The Kaizen Game Works founder continues: “The Covert Protocol demo is full of mismatched delivery and facial animation. This can be improved of course, but there will always be something that happens that will break the illusion”, noting Tae’s odd intonation during the Covert Protocol demo footage I had shared.
Watch Dogs: Legion also used a form of AI to generate NPCs your character could control, which Clarke-Smith draws a comparison to.
“Expanding [AI-generated content] out to entire AI-generated conversations is going to remove what little seasoning there is in the AAA porridge.”
Driving down budgets, but at what cost?
“When I worked on Until Dawn, it became very apparent that the cinematic interactive drama genre has a shelf life dictated by increased asset cost.” Clarke-Smith said, before detailing every facet of how narrative-driven games are carefully considered.
“Every second of mocap has a cost. Speccing out every branch and scene has a cost. You only get Hollywood actors for a certain amount of time. The mocap clean-up and hooking up in-game have a cost. This all limits the amount of branching you can do, and limits the choices the player can make.”

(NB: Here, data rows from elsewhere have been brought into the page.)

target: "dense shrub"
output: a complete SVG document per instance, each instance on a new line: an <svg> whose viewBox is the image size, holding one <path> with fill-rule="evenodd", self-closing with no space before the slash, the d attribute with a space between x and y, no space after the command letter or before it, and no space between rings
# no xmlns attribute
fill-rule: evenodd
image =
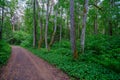
<svg viewBox="0 0 120 80"><path fill-rule="evenodd" d="M56 42L50 51L30 50L77 80L119 80L120 38L97 35L86 39L85 54L79 51L78 60L72 58L70 41ZM78 44L80 41L80 48Z"/></svg>
<svg viewBox="0 0 120 80"><path fill-rule="evenodd" d="M0 40L0 67L7 63L7 60L10 57L10 53L10 46L5 41Z"/></svg>
<svg viewBox="0 0 120 80"><path fill-rule="evenodd" d="M23 31L15 31L8 42L14 45L20 45L23 41L29 39L29 37L30 35Z"/></svg>

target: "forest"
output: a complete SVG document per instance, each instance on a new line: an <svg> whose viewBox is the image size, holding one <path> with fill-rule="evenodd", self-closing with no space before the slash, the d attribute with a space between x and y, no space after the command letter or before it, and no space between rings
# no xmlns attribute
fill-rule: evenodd
<svg viewBox="0 0 120 80"><path fill-rule="evenodd" d="M120 80L120 1L0 0L0 75L14 46L69 76L18 80Z"/></svg>

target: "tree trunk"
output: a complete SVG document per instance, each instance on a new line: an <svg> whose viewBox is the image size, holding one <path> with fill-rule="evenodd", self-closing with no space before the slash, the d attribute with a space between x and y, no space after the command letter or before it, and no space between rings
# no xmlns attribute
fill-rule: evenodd
<svg viewBox="0 0 120 80"><path fill-rule="evenodd" d="M36 36L36 1L33 1L33 19L34 19L34 26L33 26L33 47L36 47L36 40L37 40L37 36Z"/></svg>
<svg viewBox="0 0 120 80"><path fill-rule="evenodd" d="M47 11L46 11L46 27L45 27L45 46L48 49L48 20L49 20L49 0L47 0Z"/></svg>
<svg viewBox="0 0 120 80"><path fill-rule="evenodd" d="M38 0L36 0L36 4L38 8L39 25L40 25L40 39L38 41L38 48L40 49L43 41L43 34L42 34L43 24L42 24L42 18L41 18L42 15L40 15L40 9L39 9L40 5L38 3L39 3ZM44 5L43 2L42 2L42 5ZM42 6L42 9L43 9L43 6ZM43 14L43 10L41 12Z"/></svg>
<svg viewBox="0 0 120 80"><path fill-rule="evenodd" d="M62 20L62 8L61 8L61 20ZM61 21L62 22L62 21ZM62 24L60 24L60 42L61 42L61 40L62 40Z"/></svg>
<svg viewBox="0 0 120 80"><path fill-rule="evenodd" d="M51 41L50 41L50 44L49 44L49 50L50 50L50 46L53 44L54 42L54 38L55 38L55 34L56 34L56 30L57 30L57 11L55 12L55 20L54 20L54 32L52 34L52 38L51 38Z"/></svg>
<svg viewBox="0 0 120 80"><path fill-rule="evenodd" d="M95 0L95 5L97 5L97 4L98 4L98 0ZM98 16L97 16L98 11L96 8L95 8L95 12L96 12L96 14L94 17L94 34L97 34L98 33L98 21L97 21L98 20Z"/></svg>
<svg viewBox="0 0 120 80"><path fill-rule="evenodd" d="M4 24L4 7L2 7L2 21L1 21L1 26L0 26L0 40L2 39L2 27Z"/></svg>
<svg viewBox="0 0 120 80"><path fill-rule="evenodd" d="M98 33L98 23L97 23L97 14L96 14L94 19L94 34L97 33Z"/></svg>
<svg viewBox="0 0 120 80"><path fill-rule="evenodd" d="M74 0L70 0L70 40L74 59L78 57L75 40L75 24L74 24Z"/></svg>
<svg viewBox="0 0 120 80"><path fill-rule="evenodd" d="M84 53L85 48L85 31L86 31L86 20L88 12L88 0L84 0L84 13L83 13L83 23L82 23L82 33L81 33L81 52Z"/></svg>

But, with AI tools like Nvidia ACE, that could become a thing of the past. Clarke-Smith stated that implementing the possibilities that AI could introduce into a game like Until Dawn as hand-authored content would be “unthinkable” because “the cost and logistics [of the game’s development] would be enormous.”
Having worked on a mega-budget game like Until Dawn, he further notes that traditionally created content should be valued: “Until Dawn was loved because it was hand-authored. The campy dialogue, the sometimes weird editing, the sometimes not-quite-right facial expressions; these all made Until Dawn charming.” He did note the role AI could play in such games, but it’s currently missing that special sauce that makes great art – humanity.
“An AI-driven interactive drama would give you amazing possibilities which is an intoxicating idea – but it’d have none of the charm, so what’s the point?”
Clarke-Smith concluded: “The ability to create endless amounts of content is not the solution to the insane cost of high-end games production” and “creating lots of bland content isn’t going to suddenly increase the market”.